I have previously compared the sharpness of the two lenses in various settings. While the comparisons are not always optimal, and could even be a tad bit misleading, I think it is clear that the Panasonic lens is a little bit better in terms of sharpness. This is not really surprising, since a large aperture lens contains more optical compromises, and usually cannot have the very best sharpness. As a general rule, one does not buy a large aperture lens for the optimal sharpness, but for using it wide open or near wide open, in which case sharpness is usually not the main concern.

People generally say that the Olympus M.Zuiko Digital 45mm f/1.8 features faster focusing. But is it true? The Olympus lens is rated as Movie-Still-Compatible (MSC), which means that the focus speed should be quite good.

I have compared them head-to-head in the same setup. The Panasonic GH2 camera was set up about 60cm from the subject, and I selected centre spot focus. The Olympus lens has a close focus distance of 50cm, and the Panasonic lens has a selectable focus limiter, which cuts off at around 50cm for better focus speed.

When powering on the camera, the lens is focused around infinity. Upon pressing the shutter release button, the camera focuses, and then takes the picture. I measure the time from the camera notes that the shutter release button is pressed, until the camera is ready to expose the image. The first event can be noted by the number of remaining frames being shown in the lower right part of the LCD display, and the latter by the green dot appearing in the upper right corner of the display.

Light background, daylight

Here is the comparison in daylight, the lightning was about EV7.

The focus speeds are rather similar:

PL45, focus delimiter off: 0.32s

PL45, focus delimiter on: 0.32s

MZD45: 0.26s

Dark background, dark room

And another test at EV2, which is very dark:

In this test, the Panasonic-Leica lens focuses faster:

PL45, focus delimiter off: 0.68s

PL45, focus delimiter on: 0.66s

MZD45: 1.12s and 1.08s (two tests)


PL45, limiter off0.32s0.68s
PL45, limiter on0.32s0.66s
MZD450.26s1.08s, 1.12s

As people have been saying, the Olympus M.Zuiko Digital 45mm f/1.8 lens is indeed faster in terms of autofocus. But only by a small margin. And in dark conditions, to my surprise I found that the Panasonic-Leica 45mm f/2.8 lens focused faster.

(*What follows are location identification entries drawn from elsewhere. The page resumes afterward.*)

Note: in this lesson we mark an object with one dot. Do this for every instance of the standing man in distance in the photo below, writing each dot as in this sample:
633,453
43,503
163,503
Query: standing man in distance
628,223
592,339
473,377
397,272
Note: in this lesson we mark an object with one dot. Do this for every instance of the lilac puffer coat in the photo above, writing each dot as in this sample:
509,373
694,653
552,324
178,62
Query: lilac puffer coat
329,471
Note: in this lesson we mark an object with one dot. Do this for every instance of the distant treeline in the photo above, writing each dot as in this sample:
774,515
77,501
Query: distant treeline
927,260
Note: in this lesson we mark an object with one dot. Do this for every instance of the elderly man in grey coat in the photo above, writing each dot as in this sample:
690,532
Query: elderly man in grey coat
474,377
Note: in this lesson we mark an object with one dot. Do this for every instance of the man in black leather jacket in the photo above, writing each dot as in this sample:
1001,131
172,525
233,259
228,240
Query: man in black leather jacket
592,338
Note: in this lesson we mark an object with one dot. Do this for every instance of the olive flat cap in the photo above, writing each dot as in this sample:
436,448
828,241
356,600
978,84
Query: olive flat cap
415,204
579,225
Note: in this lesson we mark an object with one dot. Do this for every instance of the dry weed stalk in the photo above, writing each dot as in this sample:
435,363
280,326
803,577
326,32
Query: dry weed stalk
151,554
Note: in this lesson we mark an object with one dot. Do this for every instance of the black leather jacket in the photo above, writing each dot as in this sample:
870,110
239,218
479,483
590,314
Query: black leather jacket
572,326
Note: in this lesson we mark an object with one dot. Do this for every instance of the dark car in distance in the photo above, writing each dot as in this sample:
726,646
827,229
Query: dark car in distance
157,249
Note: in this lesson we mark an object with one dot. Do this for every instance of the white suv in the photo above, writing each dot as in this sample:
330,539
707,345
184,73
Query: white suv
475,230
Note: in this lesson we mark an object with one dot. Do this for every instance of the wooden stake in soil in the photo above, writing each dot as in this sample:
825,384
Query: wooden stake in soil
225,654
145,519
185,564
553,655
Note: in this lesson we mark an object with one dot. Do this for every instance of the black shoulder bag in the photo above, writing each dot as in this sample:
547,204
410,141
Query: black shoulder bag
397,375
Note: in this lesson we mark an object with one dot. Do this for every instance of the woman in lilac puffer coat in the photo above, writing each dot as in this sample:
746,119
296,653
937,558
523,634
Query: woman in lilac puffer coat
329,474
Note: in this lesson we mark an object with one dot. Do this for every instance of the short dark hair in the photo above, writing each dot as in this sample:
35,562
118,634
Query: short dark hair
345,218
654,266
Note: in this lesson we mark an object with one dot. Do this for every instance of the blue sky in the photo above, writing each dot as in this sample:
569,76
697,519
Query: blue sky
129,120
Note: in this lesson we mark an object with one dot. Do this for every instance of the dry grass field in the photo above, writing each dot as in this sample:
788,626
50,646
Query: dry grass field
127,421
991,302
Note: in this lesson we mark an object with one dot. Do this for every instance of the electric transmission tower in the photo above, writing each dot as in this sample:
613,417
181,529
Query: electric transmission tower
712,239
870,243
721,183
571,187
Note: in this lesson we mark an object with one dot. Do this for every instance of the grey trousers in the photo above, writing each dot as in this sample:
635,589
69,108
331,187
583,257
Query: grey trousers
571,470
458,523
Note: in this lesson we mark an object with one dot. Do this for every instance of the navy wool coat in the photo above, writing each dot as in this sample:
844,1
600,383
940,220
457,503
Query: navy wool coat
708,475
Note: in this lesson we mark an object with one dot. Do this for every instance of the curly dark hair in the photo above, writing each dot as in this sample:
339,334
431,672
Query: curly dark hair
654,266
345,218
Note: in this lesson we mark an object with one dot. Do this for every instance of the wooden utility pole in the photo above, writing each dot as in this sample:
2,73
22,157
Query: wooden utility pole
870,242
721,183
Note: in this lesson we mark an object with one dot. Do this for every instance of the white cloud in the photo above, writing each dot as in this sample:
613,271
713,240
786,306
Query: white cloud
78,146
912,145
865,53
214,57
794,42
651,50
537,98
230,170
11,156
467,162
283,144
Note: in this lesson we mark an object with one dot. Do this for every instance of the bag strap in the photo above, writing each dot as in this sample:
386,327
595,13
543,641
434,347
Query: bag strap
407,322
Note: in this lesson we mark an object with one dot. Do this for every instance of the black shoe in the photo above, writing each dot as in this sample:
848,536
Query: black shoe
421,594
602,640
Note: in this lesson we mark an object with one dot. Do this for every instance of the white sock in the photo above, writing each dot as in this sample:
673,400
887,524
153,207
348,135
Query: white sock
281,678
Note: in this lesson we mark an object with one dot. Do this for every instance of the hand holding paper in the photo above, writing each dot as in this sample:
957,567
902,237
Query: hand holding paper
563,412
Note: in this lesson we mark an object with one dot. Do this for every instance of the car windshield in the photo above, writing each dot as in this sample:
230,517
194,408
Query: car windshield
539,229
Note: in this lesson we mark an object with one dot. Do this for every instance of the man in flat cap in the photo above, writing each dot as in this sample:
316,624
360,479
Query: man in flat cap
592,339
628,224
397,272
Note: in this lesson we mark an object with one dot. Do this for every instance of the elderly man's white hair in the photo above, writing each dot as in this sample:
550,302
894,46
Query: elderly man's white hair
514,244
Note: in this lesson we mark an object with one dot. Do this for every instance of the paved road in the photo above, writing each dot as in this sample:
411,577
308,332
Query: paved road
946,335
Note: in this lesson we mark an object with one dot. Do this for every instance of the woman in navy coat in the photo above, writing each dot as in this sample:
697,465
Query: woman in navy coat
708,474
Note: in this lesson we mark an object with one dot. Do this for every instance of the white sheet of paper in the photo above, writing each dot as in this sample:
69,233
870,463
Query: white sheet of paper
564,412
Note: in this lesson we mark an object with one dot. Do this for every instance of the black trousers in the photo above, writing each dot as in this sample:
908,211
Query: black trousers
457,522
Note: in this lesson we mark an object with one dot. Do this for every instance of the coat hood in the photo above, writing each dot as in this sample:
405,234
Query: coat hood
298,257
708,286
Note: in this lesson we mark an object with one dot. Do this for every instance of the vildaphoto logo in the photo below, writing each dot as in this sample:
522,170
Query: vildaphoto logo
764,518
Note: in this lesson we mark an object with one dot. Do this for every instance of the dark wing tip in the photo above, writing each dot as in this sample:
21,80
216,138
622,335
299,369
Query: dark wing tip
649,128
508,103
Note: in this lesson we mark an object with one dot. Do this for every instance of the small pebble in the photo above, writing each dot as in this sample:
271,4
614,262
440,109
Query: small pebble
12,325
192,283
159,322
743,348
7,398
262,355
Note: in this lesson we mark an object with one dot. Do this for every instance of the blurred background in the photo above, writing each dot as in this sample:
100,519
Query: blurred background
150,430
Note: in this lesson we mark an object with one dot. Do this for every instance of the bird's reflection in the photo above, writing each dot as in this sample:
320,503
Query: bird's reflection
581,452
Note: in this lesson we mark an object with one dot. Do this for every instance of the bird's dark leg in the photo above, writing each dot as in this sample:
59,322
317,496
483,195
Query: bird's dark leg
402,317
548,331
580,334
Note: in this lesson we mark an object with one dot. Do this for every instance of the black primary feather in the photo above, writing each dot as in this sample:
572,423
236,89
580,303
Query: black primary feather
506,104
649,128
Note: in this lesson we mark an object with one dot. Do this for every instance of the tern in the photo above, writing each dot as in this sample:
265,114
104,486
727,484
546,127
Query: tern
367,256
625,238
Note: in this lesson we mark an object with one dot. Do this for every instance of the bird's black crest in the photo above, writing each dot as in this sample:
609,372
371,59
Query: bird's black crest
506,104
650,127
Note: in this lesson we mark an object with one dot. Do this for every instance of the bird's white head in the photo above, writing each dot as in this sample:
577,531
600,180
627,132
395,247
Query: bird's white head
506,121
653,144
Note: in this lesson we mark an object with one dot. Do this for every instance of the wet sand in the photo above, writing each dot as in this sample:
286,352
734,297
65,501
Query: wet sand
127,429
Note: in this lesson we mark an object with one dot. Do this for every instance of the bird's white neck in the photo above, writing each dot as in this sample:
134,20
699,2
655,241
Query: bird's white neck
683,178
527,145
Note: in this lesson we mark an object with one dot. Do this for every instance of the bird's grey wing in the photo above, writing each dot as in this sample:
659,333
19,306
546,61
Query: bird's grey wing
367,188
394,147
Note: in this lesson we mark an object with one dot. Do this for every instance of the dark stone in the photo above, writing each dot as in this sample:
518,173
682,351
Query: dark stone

This is just some few simple measurement, and in practical use, the experience might be different. During the time I have used both, I have generally found that the autofocus speed is comparable between them for practical, daily use.

Generally, the speed readings here are quite good. I have previously seen that the Panasonic kit zoom lenses achieve focus speeds of around 0.17s to 0.33s under similar conditions. But keep in mind that a much higher degree of focus accuracy is needed for a large aperture lens at f/1.8 than the kit zoom lens at 42mm f/5.6. With this in mind, a speed reading of 0.26s is in fact a very good achievement.

For video use on the Panasonic GH2, it is my opinion so far that the Olympus 45mm f/1.8 is better at keeping the autofocus correct during video capture. With the Panasonic 45mm f/2.8 lens, it generally takes more time before the focus is reached when there is movement in the image frame. But this is just my feeling so far, I haven't examined it in a scientific way.

The Olympus lens also appears to have a more silent autofocus operation.